***
Кира сидела на судебных прениях. Скоро появится отец, зачитает приговор, и она с ним поговорит. Не сосчитать судебных разбирательств проведенных вот здесь: на предпоследнем ряду, старательно улавливая каждое слово обвинителя, защитника, подсудимого… Сколько разных жизней, поистине ужасных и беспощадных личностей, невиновных душ, оказавшихся не в том месте, не в том обществе. Вот эта четырёхстенная коробка впитала в себя столько слов; излияния искренних и лживых; стука молотка, как конечный звонок перед лишением свободы окончательно или же надежда на новую жизнь?
Державин выносил приговор, властный голос судьи доступно и доходчиво передавал суть неизбежного для того, кто сидел за решёткой и ухмылялся.
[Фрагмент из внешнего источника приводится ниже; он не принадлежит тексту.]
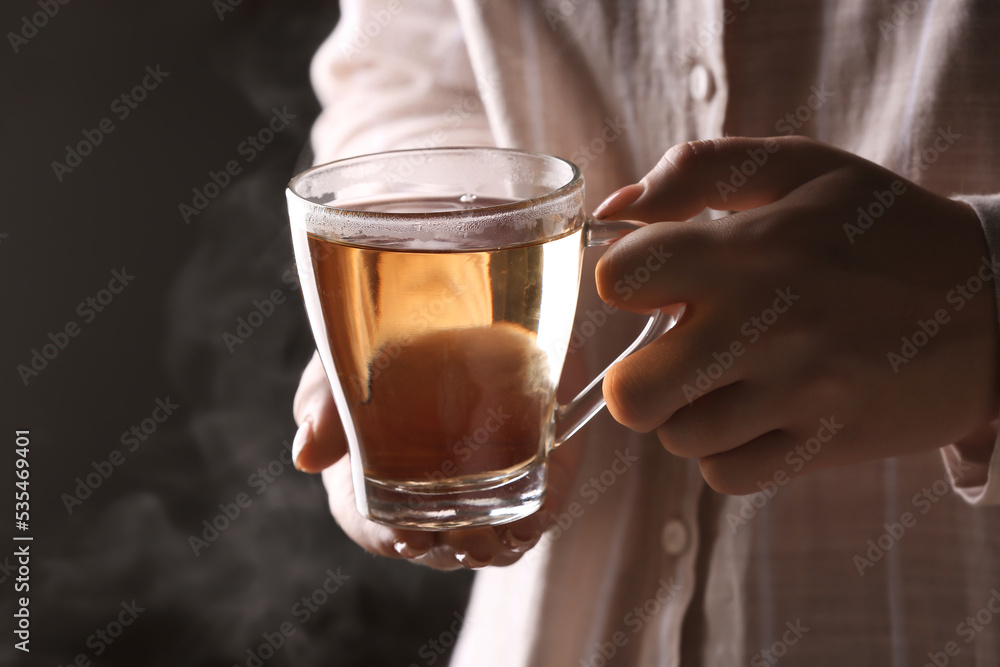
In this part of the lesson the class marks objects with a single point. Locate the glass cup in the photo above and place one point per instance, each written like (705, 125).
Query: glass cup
(441, 286)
Лысый и худощавый наркоман несколько раз смотрел на Киру, откровенно заигрывая с ней, даже кинул пару грязных фраз, высказывая пошлые желания, вызванные «зачётной шлюшкой».
«— Я бы тебя… — сладострастно смотрел наркоман, демонстрируя визуально хлопками ладонью по кулаку желаемое».
Кира давно не обращала внимания на подобное, ни со стороны адекватных, ни тем более неадекватных.
Зал суда быстро опустошался после последнего слова. Кира протолкнулась среди толпы, наконец-то встретившись с отцом.
— Ты чего пришла? Я тому придурку пять лет накинул за то, что он там изображал, — Державин даже не посмотрел на дочь, когда та подошла.
— Платон из дома ушёл, его уже три дня нет.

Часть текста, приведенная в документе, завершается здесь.